Марина и Аркадий, смеясь, подхватили Костю с двух сторон: он шел и толкал прохожих, одного толстяка столкнул на мостовую.

— Ты, случайно, не пьяный? Шатаешься.

— Я задумался, — покраснел Костя.

Его дружки, к счастью, ничего не заметили, они продолжали говорить о заводе.

— Галя, дай нам информацию про остальных ребят из класса, — громко окликнул Костя. — Мы совсем забыли школу.

Галя обернулась (она шла впереди) и пристально посмотрела на Туфлина:

— Знаешь, Костя, мне начинает казаться, что мы ушли из школы сто лет назад.
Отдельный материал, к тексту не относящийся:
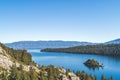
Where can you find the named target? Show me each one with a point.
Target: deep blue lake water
(74, 62)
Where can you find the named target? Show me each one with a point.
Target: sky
(69, 20)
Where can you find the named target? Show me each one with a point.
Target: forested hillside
(108, 49)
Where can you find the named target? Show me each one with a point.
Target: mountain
(101, 49)
(116, 41)
(45, 44)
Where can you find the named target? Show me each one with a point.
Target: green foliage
(110, 49)
(19, 55)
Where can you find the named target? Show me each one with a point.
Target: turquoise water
(75, 62)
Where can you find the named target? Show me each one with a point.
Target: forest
(102, 49)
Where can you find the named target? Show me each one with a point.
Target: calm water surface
(75, 62)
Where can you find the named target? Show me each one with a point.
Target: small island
(91, 63)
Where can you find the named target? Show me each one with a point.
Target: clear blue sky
(73, 20)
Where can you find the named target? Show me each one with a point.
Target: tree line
(103, 49)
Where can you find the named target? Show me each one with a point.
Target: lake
(74, 62)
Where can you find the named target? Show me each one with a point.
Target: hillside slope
(18, 65)
(45, 44)
(108, 49)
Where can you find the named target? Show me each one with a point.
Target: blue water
(75, 62)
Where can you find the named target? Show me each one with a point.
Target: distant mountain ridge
(45, 44)
(116, 41)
Может быть, и лучше забыть ее побыстрей?

— Ну-ну… — неопределенно возразил Костя, согласившись в душе с Галей: новая страница закрыла прочитанную; надо ли возвращаться к прочитанному еще раз?

Галя добросовестно докладывала. Большинство наших из класса, конечно, прилипло к химии: кто на Дорогомиловском анилинокрасочном заводе закрепился, кто на Дербеневском, кто на заводе Карпова в Нижних Котлах. Саша Першин и Митя Гаврилов — на алкалоидном заводе.

Носатый Данька Филиппович устроился в какую-то химическую артель, делает жидкость, выводящую всевозможные пятна (мне подарил флакон), хвастается, что зарабатывает приличные деньги. Люся Баблюк — вы подумайте! — вышла замуж за тридцатилетнего старика, какой-то родственник ее, она еще в школе собиралась. Я ее встретила на улице, идет расфуфыренная! Учиться, говорит, не могу, работать не хочется.